Policies that should have already been in place had been ignored and consequently the Reserve Bank’s interest rate firepower had been largely used up.

The Prime Minister told us it would be fine, there was “a plan”.

But as time went on, it looked more like there was a plan to develop a plan, a process that took weeks.

Treasury had a 14-year-old study on the economic impact of such a pandemic, a study that indicated very substantial monetary and fiscal stimulus would be required to stave off a severe recession.

But when the ideologically-tinkered-with plan was unveiled last week, it was already inadequate – a plan mainly aimed at the June quarter and politically inspired to deliver three-quarters of the $17.6 billion directly to businesses rather than indirectly to them via consumption.

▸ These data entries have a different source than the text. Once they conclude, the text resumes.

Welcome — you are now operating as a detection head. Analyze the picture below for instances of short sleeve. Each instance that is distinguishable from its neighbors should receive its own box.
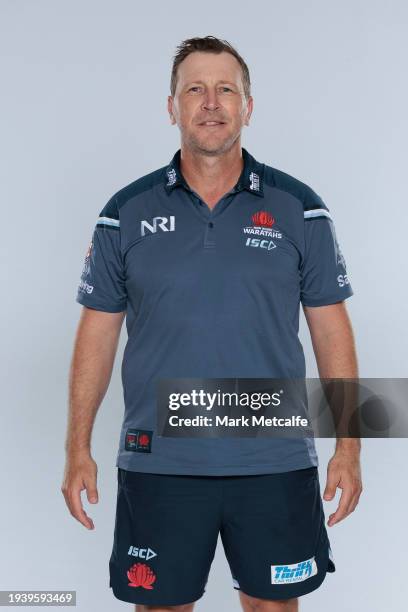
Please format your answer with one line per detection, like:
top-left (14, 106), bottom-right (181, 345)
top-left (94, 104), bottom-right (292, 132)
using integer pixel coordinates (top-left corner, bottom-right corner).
top-left (300, 190), bottom-right (354, 306)
top-left (76, 197), bottom-right (127, 312)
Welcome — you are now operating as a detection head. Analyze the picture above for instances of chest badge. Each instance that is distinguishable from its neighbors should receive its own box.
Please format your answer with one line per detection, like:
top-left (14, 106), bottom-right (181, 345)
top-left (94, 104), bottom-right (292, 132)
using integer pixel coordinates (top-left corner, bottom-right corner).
top-left (243, 210), bottom-right (282, 251)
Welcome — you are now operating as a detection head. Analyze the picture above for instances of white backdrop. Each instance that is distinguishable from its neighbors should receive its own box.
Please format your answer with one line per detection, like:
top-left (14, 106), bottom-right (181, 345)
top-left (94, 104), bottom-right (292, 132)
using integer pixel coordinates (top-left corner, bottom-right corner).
top-left (0, 0), bottom-right (408, 612)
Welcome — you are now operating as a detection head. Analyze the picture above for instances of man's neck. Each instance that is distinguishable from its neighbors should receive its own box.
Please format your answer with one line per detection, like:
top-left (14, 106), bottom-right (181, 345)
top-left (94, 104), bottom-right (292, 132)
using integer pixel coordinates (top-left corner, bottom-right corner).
top-left (180, 142), bottom-right (244, 205)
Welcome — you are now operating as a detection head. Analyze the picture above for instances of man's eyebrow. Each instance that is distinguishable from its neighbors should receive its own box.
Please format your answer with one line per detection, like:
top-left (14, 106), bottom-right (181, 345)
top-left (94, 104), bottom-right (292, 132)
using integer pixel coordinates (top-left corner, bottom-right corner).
top-left (185, 80), bottom-right (237, 87)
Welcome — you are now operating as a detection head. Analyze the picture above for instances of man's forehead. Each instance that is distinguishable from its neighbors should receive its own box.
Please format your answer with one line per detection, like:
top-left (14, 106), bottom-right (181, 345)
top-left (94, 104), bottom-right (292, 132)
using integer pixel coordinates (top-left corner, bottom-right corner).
top-left (178, 52), bottom-right (241, 83)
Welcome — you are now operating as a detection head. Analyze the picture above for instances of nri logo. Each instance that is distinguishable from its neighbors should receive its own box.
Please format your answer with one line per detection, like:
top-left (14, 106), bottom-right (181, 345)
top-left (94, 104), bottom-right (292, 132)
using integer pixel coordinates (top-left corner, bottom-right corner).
top-left (271, 557), bottom-right (317, 584)
top-left (140, 215), bottom-right (176, 236)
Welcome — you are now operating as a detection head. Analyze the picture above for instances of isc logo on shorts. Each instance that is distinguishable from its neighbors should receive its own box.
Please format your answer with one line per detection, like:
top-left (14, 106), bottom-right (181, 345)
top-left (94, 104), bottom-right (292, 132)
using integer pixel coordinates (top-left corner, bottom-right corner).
top-left (271, 557), bottom-right (317, 584)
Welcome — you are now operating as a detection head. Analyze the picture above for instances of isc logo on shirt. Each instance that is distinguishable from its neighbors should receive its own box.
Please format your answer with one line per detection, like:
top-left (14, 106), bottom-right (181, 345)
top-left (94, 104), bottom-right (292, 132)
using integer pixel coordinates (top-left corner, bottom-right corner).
top-left (271, 557), bottom-right (317, 584)
top-left (140, 215), bottom-right (176, 236)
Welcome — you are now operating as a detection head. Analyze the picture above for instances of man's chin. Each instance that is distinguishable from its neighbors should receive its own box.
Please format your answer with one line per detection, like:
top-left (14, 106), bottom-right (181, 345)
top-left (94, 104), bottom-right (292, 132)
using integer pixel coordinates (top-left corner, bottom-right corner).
top-left (190, 137), bottom-right (231, 155)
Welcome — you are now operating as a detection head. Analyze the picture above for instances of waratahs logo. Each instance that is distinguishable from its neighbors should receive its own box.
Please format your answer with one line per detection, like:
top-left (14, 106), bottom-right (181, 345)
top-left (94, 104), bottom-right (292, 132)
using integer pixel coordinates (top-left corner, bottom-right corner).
top-left (127, 563), bottom-right (156, 591)
top-left (243, 210), bottom-right (282, 238)
top-left (251, 210), bottom-right (275, 227)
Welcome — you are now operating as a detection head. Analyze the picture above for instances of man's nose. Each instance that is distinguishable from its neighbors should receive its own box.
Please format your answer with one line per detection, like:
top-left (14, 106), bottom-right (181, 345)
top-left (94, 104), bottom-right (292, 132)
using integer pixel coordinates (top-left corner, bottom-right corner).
top-left (203, 91), bottom-right (220, 110)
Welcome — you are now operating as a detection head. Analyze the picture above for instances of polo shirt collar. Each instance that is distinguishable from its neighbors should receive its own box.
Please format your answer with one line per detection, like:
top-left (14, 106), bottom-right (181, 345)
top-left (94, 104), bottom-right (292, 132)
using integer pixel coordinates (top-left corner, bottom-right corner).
top-left (164, 147), bottom-right (265, 197)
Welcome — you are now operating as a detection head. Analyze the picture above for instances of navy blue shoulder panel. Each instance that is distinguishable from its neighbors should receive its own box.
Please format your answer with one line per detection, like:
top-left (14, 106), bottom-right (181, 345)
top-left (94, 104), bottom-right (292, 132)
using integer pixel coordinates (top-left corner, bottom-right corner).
top-left (264, 164), bottom-right (329, 210)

Consequently, it is taken for granted that last week’s grand plan will only be a first instalment, that the government is continuing to make it up as it goes along, that it has underestimated the size of the task, that it’s started behind and is determined to stay there.

The tourism industry in this country has been smashed, the international side killed, the domestic deeply wounded.

Large parts of the hospitality industry are already sinking, some sunk.

There’s an element of understanding that halting sporting events will hurt but unnoticed so far is that the business events industry, estimated to generate some $30 billion a year in economic activity, has been frozen.

The arts and live music industries are similarly imploding.

As more companies advise staff to work from home, watch the pain for city coffee shops and cafes trying to make the rent with fewer customers.

Hospitality and entertainment, in all their forms, are major employers of workers easily let go.

And still to really land is the supply side of the crisis.

An unimportant example: Phone companies have been hit by an iPhone shortage.

Not so unimportant: Construction materials not landing in our ports will hurt a building industry that is already down.

Yes, Blind Freddy can see the federal government will be dragged, belatedly, into offering more support if we are to avoid unemployment hitting recessionary levels.

But when specifically asked on the weekend if there would need to be more stimulus spending in the May budget, Treasurer Josh Frydenberg predictably went into a talking points trance about last week’s effort, ending up with only: “We will obviously watch how it is implemented and the effect that it has throughout the community.”

Hardly confidence building while the RBA not only announced it was doing what it had to do to maintain liquidity but also foreshadowed there would be much more coming.

“The bank will announce further policy measures to support the Australian economy on Thursday,” Governor Lowe said.

There’s the RBA doing what the government won’t, trying to instil confidence that it is on the job and will continue to do what needs to be done.

The central bankers are making it up as they go along, too.

Like our health authorities and federal government, they haven’t faced a crisis like this pandemic before, but they are signalling they’re aware of just how serious it is and how uncompromised the effort will have to be.